Each year, 259 (by OMIM)–281 (by Orphanet) new disease genes are being discovered.14 This is the major deficiency of our test, which targets only known disease genes. Frequent updates of the medical exome, including newly discovered disease genes, will significantly improve the diagnostic yield. Certainly our approach lacks the possibility of discovering or contributing to the discovery of new disease genes, even though it is possible to identify disease-causing variants for novel phenotypes in known disease genes. Our retrospective data demonstrated the utility of this practice by showing a reasonable diagnostic rate for unselected patient populations. This practice remains meaningful for countries with limited financial and clinical resources until WES and WGS become affordable for developing countries and clinical resources are adequate.

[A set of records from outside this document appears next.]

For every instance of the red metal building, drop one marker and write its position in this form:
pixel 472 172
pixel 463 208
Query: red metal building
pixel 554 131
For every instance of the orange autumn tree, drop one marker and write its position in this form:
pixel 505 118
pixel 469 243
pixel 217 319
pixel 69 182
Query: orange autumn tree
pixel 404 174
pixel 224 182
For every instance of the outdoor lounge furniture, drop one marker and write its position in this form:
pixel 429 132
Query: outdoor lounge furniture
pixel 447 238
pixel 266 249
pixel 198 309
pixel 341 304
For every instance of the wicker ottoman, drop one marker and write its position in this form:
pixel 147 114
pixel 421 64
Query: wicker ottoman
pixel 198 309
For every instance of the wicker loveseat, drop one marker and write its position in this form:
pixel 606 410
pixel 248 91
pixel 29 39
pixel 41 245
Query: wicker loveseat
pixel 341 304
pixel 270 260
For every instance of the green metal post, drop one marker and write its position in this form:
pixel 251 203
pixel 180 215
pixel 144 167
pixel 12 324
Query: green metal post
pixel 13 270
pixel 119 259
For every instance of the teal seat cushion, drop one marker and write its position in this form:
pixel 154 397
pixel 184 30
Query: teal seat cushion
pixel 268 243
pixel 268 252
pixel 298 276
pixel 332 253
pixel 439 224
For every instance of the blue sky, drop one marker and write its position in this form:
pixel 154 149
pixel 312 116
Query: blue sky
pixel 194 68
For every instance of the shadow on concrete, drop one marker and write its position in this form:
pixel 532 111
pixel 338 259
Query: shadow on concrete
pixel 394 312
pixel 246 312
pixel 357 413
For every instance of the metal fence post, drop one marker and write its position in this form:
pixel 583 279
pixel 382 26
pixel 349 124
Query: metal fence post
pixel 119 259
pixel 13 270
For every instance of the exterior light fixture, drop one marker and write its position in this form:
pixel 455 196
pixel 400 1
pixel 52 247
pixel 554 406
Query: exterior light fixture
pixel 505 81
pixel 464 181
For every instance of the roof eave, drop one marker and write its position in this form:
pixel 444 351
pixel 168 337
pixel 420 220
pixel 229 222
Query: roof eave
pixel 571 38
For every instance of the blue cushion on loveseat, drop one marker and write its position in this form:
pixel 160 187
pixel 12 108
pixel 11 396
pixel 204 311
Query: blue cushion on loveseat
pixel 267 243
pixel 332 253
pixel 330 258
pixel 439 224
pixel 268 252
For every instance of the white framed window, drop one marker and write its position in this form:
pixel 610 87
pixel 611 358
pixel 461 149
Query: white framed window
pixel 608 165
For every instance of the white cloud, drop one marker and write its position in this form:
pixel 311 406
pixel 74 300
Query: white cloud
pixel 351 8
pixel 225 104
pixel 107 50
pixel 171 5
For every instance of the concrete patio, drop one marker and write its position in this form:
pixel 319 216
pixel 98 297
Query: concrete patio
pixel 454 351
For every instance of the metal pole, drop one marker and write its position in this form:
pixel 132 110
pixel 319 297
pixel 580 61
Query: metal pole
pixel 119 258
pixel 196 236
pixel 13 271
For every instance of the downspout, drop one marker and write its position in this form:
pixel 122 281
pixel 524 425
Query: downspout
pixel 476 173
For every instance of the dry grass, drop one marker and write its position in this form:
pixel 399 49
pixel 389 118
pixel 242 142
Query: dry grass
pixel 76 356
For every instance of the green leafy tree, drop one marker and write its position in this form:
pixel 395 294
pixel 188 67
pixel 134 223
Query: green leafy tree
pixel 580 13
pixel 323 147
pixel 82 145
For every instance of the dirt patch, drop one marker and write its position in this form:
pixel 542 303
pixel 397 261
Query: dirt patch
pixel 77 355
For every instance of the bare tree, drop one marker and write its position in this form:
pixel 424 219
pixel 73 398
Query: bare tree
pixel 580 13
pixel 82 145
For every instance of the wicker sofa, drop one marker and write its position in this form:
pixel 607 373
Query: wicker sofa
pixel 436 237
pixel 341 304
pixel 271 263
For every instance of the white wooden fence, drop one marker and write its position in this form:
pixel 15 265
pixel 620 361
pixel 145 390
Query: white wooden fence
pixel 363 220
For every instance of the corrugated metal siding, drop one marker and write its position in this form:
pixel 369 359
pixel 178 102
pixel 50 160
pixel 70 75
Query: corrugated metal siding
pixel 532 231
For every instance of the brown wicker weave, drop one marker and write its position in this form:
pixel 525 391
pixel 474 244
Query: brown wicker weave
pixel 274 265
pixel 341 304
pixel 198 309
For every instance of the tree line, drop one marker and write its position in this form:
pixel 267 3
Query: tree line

Saudi Mendeliome Group15 had previously demonstrated the success of a similar strategy by utilizing broadly designed panels instead of WES in a population enriched for consanguinity. In that population, the majority (~72%) of clinically relevant variants are detected in genes responsible for recessive disorders. As expected in our Chinese outbred population, variants in AR genes constitute a much smaller proportion (31%) whereas variants in AD (53%) and XL (~15%) are much larger than those reported for the inbred population (24% and 4% respectively). POMES proved that targeting known disease genes is clinically valid for outbred populations as well. Moreover, by using a medical exome that covers much larger genomic regions than panels, we are able to detect copy-number variations (both intergenic and intragenic) from the sequencing data (eight positive cases were due to pathogenic copy-number variations in our study). Since the ordering physicians do not need to choose a panel, the test is less dependent on clinical expertise and offers a better opportunity to identify clinically relevant variants in patients with atypical presentation or variants associated with novel phenotypes.